Random monoallelic expression of genes on autosomes: Parallels with X-chromosome inactivation.

Author information

1
Institut Curie, PSL Research University, CNRS UMR 3215, INSERM U934, Mammalian Developmental Epigenetics group, F-75005 Paris, France; Sorbonne Universités, UPMC Univ Paris 6, F-75005 Paris, France. Electronic address: anne-valerie.gendrel@curie.fr.
2
Institut Curie, PSL Research University, CNRS UMR 3215, INSERM U934, Mammalian Developmental Epigenetics group, F-75005 Paris, France; Sorbonne Universités, UPMC Univ Paris 6, F-75005 Paris, France.
3
Institut Curie, PSL Research University, CNRS UMR 3215, INSERM U934, Mammalian Developmental Epigenetics group, F-75005 Paris, France; Sorbonne Universités, UPMC Univ Paris 6, F-75005 Paris, France.
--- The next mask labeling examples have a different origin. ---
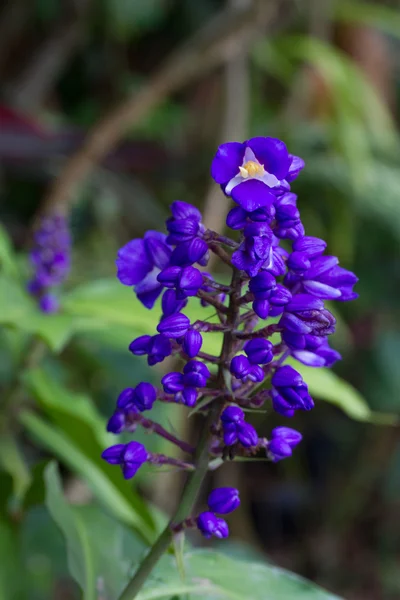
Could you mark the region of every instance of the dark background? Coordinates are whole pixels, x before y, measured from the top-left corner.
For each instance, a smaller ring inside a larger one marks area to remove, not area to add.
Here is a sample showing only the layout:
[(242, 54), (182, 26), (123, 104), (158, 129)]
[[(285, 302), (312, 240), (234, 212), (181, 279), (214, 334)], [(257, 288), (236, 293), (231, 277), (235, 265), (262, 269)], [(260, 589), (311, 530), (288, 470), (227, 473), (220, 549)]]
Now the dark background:
[[(113, 276), (117, 249), (162, 228), (174, 199), (223, 227), (228, 205), (209, 176), (219, 143), (280, 137), (306, 160), (293, 188), (307, 233), (360, 278), (359, 300), (336, 307), (344, 360), (335, 370), (373, 411), (399, 414), (399, 38), (395, 1), (6, 1), (1, 220), (23, 253), (37, 214), (58, 204), (74, 236), (67, 288)], [(60, 174), (64, 188), (51, 187)], [(62, 359), (106, 415), (132, 377), (149, 376), (127, 354), (86, 336)], [(188, 433), (184, 421), (173, 426)], [(292, 460), (216, 475), (243, 490), (231, 550), (265, 554), (349, 600), (398, 598), (398, 428), (324, 402), (293, 426), (304, 442)], [(81, 501), (87, 491), (67, 469), (64, 477)], [(179, 475), (142, 488), (168, 511)], [(75, 598), (61, 546), (49, 550), (56, 532), (46, 515), (28, 521), (31, 562), (46, 565), (39, 597)]]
Electronic address: edith.heard@curie.fr.

Abstract

Genes are generally expressed from their two alleles, except in some particular cases such as random inactivation of one of the two X chromosomes in female mammals or imprinted genes which are expressed only from the maternal or the paternal allele. A lesser-known phenomenon is random monoallelic expression (RME) of autosomal genes, where genes can be stably expressed in a monoallelic manner, from either one of the parental alleles. Studies on autosomal RME face several challenges. First, RME that is based on epigenetic mechanisms has to be distinguished from biased expression of one allele caused by a DNA sequence polymorphism in a regulatory element. Second, RME should not be confused with transient monoallelic expression often observed in single cell analyses, and that often corresponds to dynamic bursting of expression. Thanks to analyses on clonal cell populations, the existence of RME in cultured cells is now well established. Future studies of RME in vivo will have to overcome tissue heterogeneity and certain technical limitations. Here, we discuss current knowledge on autosomal RME, as well as possible mechanisms controlling these expression patterns and potential implications for development and disease, drawing parallels with what is known for X-chromosome inactivation, a paradigm of random monoallelic expression.

KEYWORDS:

Autosomal dominant disease; Development; Epigenetics; Random monoallelic expression; X-chromosome inactivation

PMID:
27101886
DOI:
10.1016/j.semcdb.2016.04.007
[Indexed for MEDLINE]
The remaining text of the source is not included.